BWW Reviews: Cape Dance Company's CADENCE the Local Dance Highlight of the Year
The Cape Dance Company (CDC) has grown into one of South Africa's top contemporary dance companies. Working from a neo-classical foundation, the company has a reputation for presenting polished work of an excellent technical standard. Their 2013 presentation, CADENCE, lives up to that reputation, showcasing the talents of the CDC's core and second generation company members as well as those of their trainees and their brand new repertory ensemble. The six pieces in the show are a combination of original works, works new to the company and works from previous CDC outings that have been restaged, all of which push the dancers to extend themselves - to change and grow - and it is that openness to new challenges that causes the company to flourish in all its endeavours.
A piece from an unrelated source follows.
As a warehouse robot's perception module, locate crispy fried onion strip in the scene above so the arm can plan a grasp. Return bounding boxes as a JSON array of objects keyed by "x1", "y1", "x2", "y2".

CADENCE opens with "KeepCover" a piece choreographed for the Cape Dance Company by Joshua Beamish. Adopting a vocabulary that is filled with isolations, asymmetrical rhythms and shifting planes and pathways, Beamish demands precise and articulate body work from the dancers, which they deliver. There is a huge sense of investment in the work by the company, but this is true of their approach to the entire evening's performance. Every piece is invested with unfailing integrity, but it is in this piece where their sense of ensemble is strongest.
Another key set piece for the company en masse is Bradley Shelver's "Scenes", which toys with the concept of meta-dance by exploring the creative impulse as it manifests itself in the dancers' bodies. This idea gains further resonance by allowing the dancers to witness one another dance, which in turn allows the audience not only to observe the dancers interrogating their creativity but also the way in which they interrogate each other's work. At the root of it all is a common theme to any self-referential work in any art form, a desire to explore the nature of our connections to one another as human beings, and the company members' committed performance challenges the audience to engage with this proposal deeply.
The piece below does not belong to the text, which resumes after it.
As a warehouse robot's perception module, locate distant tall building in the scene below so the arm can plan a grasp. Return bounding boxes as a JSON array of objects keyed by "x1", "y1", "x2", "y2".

A spirited pas de deux from "The Nature of Being", created by David Krugel in 2011, opens the second half of CADENCE. Danced by Louisa Talbot and Grant van Ster, the piece is a stirring vignette danced with superb control by the well-matched pair. I have often seen Talbot perform on stage and she has always made a strong impact. In CADENCE, however, something has shifted and it is as if she has taken her dance to the next level. She is mesmerising throughout this show. Van Ster also catches the eye whenever he appears on stage, delivering choreography with remarkable strength and athleticism.
Christopher L. Huggins contributes a rousing "Bolero", choreographed to Maurice Ravel's iconic composition, to CADENCE. Sensual and passionate, the piece features fourteen members of the company, with each couple displaying some virtuoso partner work before the full ensemble comes together for a climactic finish. Although each pair of dancers has a standout moment in this piece, Londiwe Khoza, Lee Fennell, Alice Godfrey and James Bradley especially catch one's attention. Khoza contrasts her earlier, graceful performance from the first half with a playful persona, displaying a winning comic flair as she partners Fennell, who struts around on stage like a god, revelling in his height and perfect placement. Bradley and Godfrey are a brilliant pairing, she graceful and displaying a beautiful sense of line and he displaying a lithe potency that too often gets lost in many male South African dancers' pursuit of brute muscularity.
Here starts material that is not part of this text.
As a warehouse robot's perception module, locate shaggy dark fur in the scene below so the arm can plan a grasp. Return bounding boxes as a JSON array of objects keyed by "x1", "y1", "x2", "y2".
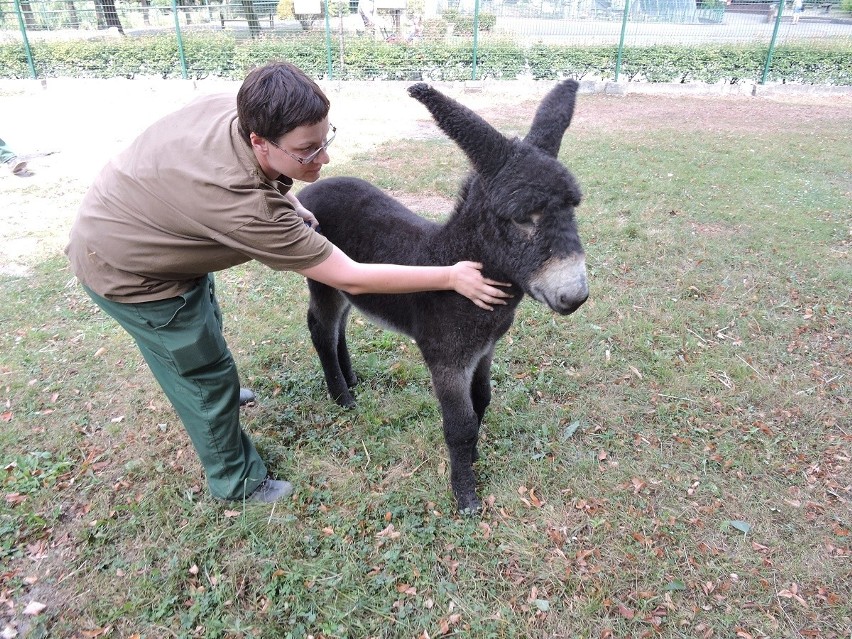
[{"x1": 299, "y1": 81, "x2": 588, "y2": 512}]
Godfrey displays the full range of her lyrical style in an earlier pas de deux with Shaun Oelf, "Love Always" which is choreographed by the artistic director of the Cape Dance Company, Debbie Turner, and which is the most traditionally classical piece in the programme. Oelf has delivered some memorable work under the Jazzart banner, notably in BIKO'S QUEST, and it is gratifying to see him graduate to work that demands greater discipline and emerge triumphant.
The newly formed CDCII Repertory Ensemble makes its debut in CADENCE, in "Treasures of the Heart". Choreographed by Michael Turner in 2008 and restaged by Turner and Bradley, along with Tracey Aaron, the piece is a challenging one for young dancers - as well it should be - and a handful of the members of this second company truly rise to the task, standing out head and shoulders above the rest. Generally speaking though, there are times when one could sense a lack of security in some of the young dancers' performances and moments when their unison lacks precision, although their knowledge of the choreography cannot be questioned. I am looking forward to seeing them blossom.